STATES TO SWAP POPULATIONS? The state of Michigan had announced plans last month that some prisons would be closed in order to save $120 million. California faces lawsuits because of the poor state of its prison health system, which a panel of federal judges has concluded is largely the result of state prisons filled to twice their capacity. California does not have the $2 billion necessary to update its prisons. What to do? Michigan Governor Jennifer Granholm has suggested to California Governor Arnold Schwarzenegger that Michigan take some of California’s prisoners off his hands—at a price to be determined later.

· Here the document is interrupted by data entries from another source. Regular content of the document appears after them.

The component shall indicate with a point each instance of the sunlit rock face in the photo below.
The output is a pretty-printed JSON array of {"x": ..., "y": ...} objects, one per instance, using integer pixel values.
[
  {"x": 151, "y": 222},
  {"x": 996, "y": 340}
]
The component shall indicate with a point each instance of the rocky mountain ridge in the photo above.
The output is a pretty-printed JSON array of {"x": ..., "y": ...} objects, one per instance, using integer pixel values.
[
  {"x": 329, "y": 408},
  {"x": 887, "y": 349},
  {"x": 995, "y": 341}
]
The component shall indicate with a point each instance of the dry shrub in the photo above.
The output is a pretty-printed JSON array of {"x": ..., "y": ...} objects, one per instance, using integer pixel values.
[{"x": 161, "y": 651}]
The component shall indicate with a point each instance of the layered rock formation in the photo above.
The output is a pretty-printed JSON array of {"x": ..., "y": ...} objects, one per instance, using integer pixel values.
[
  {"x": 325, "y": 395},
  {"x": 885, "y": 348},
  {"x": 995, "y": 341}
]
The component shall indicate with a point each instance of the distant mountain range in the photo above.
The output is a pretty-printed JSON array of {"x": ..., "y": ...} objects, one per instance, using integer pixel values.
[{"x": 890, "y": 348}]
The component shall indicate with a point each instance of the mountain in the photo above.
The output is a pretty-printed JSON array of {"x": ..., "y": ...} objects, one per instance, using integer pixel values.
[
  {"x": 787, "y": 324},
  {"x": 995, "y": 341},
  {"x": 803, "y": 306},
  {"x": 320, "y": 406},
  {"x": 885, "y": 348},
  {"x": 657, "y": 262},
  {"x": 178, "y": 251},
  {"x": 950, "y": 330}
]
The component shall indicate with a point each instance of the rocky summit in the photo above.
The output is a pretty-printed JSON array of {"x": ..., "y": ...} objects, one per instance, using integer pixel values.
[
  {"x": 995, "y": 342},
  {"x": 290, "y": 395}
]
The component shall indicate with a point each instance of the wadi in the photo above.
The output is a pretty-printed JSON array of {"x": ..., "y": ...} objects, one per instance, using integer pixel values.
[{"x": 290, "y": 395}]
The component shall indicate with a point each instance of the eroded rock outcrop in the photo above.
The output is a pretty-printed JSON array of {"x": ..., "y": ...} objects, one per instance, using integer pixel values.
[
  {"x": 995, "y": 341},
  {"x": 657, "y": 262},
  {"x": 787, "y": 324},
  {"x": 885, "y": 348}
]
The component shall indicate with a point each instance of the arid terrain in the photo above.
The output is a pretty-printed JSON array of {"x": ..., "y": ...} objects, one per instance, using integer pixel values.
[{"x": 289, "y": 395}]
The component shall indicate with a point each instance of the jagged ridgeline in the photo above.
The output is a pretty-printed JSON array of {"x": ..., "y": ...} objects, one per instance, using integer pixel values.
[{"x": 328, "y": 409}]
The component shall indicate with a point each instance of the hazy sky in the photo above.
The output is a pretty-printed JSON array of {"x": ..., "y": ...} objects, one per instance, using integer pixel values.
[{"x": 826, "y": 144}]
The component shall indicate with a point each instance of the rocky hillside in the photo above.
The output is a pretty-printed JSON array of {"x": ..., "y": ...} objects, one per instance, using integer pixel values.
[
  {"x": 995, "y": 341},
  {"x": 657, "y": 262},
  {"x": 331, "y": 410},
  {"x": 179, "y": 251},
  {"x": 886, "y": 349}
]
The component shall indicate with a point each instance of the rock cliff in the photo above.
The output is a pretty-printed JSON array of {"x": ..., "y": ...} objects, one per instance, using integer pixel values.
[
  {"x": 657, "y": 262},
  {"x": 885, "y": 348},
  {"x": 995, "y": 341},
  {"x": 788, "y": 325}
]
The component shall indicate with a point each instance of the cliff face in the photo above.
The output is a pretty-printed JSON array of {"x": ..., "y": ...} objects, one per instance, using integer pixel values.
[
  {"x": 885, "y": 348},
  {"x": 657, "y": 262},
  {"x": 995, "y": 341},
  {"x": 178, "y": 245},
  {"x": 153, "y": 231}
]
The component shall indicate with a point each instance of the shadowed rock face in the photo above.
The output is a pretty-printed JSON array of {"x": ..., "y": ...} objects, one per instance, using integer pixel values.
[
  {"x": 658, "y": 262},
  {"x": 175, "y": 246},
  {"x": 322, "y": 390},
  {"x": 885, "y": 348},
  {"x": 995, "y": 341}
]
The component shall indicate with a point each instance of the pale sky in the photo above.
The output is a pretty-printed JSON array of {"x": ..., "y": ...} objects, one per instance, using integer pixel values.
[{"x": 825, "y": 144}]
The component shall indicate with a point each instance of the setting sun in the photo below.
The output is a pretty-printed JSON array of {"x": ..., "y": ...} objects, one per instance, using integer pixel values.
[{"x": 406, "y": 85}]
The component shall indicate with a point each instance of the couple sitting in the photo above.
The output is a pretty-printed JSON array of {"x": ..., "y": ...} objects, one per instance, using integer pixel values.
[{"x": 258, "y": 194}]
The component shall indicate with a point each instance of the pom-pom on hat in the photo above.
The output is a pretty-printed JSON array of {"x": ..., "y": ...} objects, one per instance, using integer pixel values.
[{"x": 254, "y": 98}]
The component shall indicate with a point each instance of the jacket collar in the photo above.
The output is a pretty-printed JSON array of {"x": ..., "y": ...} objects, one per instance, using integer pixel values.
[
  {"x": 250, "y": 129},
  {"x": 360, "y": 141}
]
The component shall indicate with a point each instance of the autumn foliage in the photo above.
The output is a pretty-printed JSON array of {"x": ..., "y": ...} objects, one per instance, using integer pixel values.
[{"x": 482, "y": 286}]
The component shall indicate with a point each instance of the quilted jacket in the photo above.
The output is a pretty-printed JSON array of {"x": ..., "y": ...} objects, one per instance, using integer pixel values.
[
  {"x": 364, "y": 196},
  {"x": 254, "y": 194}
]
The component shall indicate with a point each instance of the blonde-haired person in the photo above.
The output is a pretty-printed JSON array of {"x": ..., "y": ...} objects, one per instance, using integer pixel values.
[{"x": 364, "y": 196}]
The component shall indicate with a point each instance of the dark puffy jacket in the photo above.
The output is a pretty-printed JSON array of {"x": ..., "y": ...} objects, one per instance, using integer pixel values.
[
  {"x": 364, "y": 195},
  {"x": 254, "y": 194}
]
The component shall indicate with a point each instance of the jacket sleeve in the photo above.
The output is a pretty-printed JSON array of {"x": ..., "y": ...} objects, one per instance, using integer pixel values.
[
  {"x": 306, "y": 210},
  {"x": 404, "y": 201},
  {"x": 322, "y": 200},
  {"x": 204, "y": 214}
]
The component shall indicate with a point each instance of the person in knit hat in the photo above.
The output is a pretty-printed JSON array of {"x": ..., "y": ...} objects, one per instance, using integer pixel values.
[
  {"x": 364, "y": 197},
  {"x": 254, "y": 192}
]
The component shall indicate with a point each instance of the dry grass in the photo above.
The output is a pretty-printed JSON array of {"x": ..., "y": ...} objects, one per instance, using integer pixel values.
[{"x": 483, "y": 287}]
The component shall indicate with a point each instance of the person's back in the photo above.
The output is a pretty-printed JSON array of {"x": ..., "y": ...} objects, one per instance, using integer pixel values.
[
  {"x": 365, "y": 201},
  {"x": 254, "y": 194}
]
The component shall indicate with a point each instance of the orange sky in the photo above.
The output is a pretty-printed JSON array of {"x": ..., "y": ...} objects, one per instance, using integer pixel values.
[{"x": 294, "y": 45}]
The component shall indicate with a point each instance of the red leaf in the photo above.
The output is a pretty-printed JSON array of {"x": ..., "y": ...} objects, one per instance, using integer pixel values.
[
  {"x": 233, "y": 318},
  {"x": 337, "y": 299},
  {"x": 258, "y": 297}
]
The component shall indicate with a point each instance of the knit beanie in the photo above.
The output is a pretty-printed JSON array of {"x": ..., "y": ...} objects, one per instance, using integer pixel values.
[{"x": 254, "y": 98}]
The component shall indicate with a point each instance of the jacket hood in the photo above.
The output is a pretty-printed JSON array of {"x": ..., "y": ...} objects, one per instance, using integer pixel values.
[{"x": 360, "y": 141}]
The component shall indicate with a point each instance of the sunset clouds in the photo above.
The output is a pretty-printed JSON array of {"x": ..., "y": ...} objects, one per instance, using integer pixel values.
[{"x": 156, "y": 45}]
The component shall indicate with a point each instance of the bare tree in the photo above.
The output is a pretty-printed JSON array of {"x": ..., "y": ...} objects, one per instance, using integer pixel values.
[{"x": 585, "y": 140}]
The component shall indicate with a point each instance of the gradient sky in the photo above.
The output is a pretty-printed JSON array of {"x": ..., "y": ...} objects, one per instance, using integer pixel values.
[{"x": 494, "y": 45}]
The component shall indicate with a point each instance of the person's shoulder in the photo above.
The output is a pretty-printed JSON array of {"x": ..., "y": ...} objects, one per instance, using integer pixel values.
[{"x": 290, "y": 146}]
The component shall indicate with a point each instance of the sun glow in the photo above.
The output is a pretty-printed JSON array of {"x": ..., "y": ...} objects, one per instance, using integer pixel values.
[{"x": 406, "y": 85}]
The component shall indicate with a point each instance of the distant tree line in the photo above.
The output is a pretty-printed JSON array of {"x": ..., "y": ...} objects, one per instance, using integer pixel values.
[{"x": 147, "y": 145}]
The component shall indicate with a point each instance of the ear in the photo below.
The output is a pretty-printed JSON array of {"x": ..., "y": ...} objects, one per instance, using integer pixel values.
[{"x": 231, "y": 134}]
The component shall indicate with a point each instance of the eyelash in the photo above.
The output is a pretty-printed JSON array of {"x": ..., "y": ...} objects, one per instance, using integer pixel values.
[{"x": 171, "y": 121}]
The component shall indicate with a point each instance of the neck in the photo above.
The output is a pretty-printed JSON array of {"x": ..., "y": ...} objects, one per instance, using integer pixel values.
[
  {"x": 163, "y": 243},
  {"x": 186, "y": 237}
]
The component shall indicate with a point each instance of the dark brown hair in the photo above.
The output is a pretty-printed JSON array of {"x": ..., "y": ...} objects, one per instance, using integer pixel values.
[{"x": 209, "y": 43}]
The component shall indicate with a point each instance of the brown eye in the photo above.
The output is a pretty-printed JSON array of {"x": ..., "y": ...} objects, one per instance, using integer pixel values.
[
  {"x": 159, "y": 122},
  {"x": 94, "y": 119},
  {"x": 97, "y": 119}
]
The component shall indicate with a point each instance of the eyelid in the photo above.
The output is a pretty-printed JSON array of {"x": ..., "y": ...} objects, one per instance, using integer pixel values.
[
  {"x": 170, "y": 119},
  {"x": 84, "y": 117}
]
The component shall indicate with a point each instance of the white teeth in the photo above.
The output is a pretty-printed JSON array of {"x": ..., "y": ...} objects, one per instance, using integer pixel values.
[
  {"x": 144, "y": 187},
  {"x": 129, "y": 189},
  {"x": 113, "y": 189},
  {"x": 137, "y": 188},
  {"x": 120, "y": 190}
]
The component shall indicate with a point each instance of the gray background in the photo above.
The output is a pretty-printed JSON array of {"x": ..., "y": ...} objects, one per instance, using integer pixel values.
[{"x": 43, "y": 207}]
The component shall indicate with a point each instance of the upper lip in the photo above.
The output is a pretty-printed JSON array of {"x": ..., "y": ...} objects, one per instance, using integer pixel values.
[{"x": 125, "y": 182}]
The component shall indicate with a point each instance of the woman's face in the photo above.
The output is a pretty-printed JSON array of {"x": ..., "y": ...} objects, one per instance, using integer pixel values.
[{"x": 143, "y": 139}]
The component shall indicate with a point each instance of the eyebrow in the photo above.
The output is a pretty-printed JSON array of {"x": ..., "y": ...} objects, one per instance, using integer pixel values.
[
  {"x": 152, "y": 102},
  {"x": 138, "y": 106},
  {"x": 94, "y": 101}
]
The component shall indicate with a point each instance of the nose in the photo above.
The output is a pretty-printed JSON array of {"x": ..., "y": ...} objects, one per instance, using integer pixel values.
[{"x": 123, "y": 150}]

In a letter Monday to Schwarzenegger, Granholm formally offered to house California inmates, noting their "mutual interest in resolving budget and corrections problems, perhaps in one fell swoop."
California already has inmates housed in private correctional facilities in Arizona, Tennessee, Mississippi and Oklahoma, so the deal would be nothing new.
Brilliant idea! But why stop at just swapping prisoners for money?
I have often said that cigarette smokers should be given a few specific states to live in where we could puff away to our hearts content and not have to deal with draconian laws infringing on our right to participate in an otherwise legal activity. We could take the tobacco states of Virginia and the Carolinas.
All the fashion conscious people could live in New York. They could flaunt their beautiful clothes and compliment each other all the time.
We could turn a few states into bike riding only and let them be joined by the population of ecologically loving tree huggers. Maybe Vermont and Wyoming would be good for them There are already a lot of retired people living in Florida and Arizona, so let’s turn those states totally over to anyone who is more than 65 years old. Dinner would be served at 4:00 p.m. and everyone would be in bed by 9:00 p.m.
The Appalachian states could be inhabited by beer and dog loving truck drivers who never go to the dentist. (I am bad!)
The corrupt politicians could live in Illinois and Louisiana where they would not have to pretend that they are honest, because they all would be crooked.
My population segregation idea might seem ludicrous, but if birds of a feather want to flock together, at least they will know which state to land in.